75x relay under dash...there is no splicing into it...look at it and you will see what i am talking about

the wire for your amp is hopefully attached the the same relay

i would run a line for each

and depending on the size of wire you ran to power your amp you can tap that for 12v power


----------



## Señor BigJuts (May 19, 2005)

yeah theres no splicing needed. It just bolts down with a terminal end. For the 12v power, i'd recommend running it straight to the battery on each application (one for the amp, one for the air). 
Or you can run a large power wire from the battery to a distribution block, then split and have one go to the amp and one to the air with inline fuses for each. depending on how many compressors your trying to run would determine the line size needed, etc. 

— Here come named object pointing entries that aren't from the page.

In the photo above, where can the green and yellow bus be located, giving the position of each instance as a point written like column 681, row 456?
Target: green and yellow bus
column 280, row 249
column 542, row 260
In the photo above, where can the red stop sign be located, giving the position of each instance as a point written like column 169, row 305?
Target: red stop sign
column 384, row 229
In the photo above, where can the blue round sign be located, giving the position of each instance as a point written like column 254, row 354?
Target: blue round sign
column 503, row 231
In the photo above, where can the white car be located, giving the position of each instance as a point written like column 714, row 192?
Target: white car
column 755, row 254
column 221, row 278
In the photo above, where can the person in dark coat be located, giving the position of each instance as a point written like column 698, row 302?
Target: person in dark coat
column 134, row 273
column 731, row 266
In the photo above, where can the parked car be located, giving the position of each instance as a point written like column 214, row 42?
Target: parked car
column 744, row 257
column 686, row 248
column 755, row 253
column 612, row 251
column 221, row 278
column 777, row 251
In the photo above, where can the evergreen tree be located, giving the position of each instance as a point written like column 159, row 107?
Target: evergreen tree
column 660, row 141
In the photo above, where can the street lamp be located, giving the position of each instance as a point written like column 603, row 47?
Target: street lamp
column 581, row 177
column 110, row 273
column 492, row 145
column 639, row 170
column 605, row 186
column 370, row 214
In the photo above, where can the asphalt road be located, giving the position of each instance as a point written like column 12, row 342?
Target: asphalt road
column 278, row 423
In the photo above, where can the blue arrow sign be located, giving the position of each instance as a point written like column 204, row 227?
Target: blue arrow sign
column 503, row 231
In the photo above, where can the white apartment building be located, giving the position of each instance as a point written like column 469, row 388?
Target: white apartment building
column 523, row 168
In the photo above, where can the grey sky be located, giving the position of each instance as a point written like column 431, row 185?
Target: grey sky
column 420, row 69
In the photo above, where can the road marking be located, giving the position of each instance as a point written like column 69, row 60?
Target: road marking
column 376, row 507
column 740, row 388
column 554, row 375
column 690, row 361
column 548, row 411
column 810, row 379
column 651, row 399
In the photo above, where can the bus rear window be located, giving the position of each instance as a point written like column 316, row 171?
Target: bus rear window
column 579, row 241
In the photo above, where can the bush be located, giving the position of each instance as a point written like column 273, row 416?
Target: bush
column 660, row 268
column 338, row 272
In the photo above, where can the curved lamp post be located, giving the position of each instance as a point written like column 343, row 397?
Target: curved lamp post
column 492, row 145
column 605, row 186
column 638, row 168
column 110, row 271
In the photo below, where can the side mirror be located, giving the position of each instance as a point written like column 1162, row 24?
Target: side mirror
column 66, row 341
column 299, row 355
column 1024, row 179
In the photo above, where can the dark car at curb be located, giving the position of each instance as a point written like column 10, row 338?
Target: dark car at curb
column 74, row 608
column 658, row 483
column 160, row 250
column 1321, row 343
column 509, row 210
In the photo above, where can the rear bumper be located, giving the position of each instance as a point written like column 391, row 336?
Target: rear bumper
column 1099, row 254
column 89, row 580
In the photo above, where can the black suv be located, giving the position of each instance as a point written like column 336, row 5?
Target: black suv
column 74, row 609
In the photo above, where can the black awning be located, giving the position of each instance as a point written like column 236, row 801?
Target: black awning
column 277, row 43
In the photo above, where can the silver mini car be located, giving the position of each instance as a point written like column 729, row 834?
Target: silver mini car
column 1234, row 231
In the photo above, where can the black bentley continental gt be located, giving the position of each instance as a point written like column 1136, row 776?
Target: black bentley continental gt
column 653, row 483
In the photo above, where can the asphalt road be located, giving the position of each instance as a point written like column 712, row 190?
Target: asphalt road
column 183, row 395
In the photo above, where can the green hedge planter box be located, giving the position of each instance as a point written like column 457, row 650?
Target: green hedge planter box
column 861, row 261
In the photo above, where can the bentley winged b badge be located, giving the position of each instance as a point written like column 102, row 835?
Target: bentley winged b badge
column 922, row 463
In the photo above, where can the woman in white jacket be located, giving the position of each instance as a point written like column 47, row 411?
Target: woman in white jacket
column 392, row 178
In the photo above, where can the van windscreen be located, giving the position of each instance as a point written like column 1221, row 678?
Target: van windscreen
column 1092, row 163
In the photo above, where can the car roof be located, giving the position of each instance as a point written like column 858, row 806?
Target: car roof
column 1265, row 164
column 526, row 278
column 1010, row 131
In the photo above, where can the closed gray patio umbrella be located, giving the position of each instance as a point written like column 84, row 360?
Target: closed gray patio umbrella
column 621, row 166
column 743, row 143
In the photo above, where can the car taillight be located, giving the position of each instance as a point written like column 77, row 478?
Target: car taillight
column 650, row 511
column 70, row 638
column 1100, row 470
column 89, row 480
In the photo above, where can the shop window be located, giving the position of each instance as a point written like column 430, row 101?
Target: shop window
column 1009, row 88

Personally i'd stick with one power line for the air components and one for the audio setup.


----------



## Dameon (Oct 6, 2008)

Bumping an old thread cause I do t want to start another. I am in the middle of putting my air build and when I went to tap the accessory I do not have a relay x75 under my dash. I assume any accessory relay under the dash would be sufficient or am I wrong?


----------



## blue bags (Jul 1, 2009)

yea any key on source works. test light :thumbup: the 75x is just the end all be all key on source for any mk4 owner :laugh:


----------



## Dameon (Oct 6, 2008)

I thought so thank you, and it is a 2001 wolfsburg which is why I am puzzled as to no x75 relay. Ah well.


----------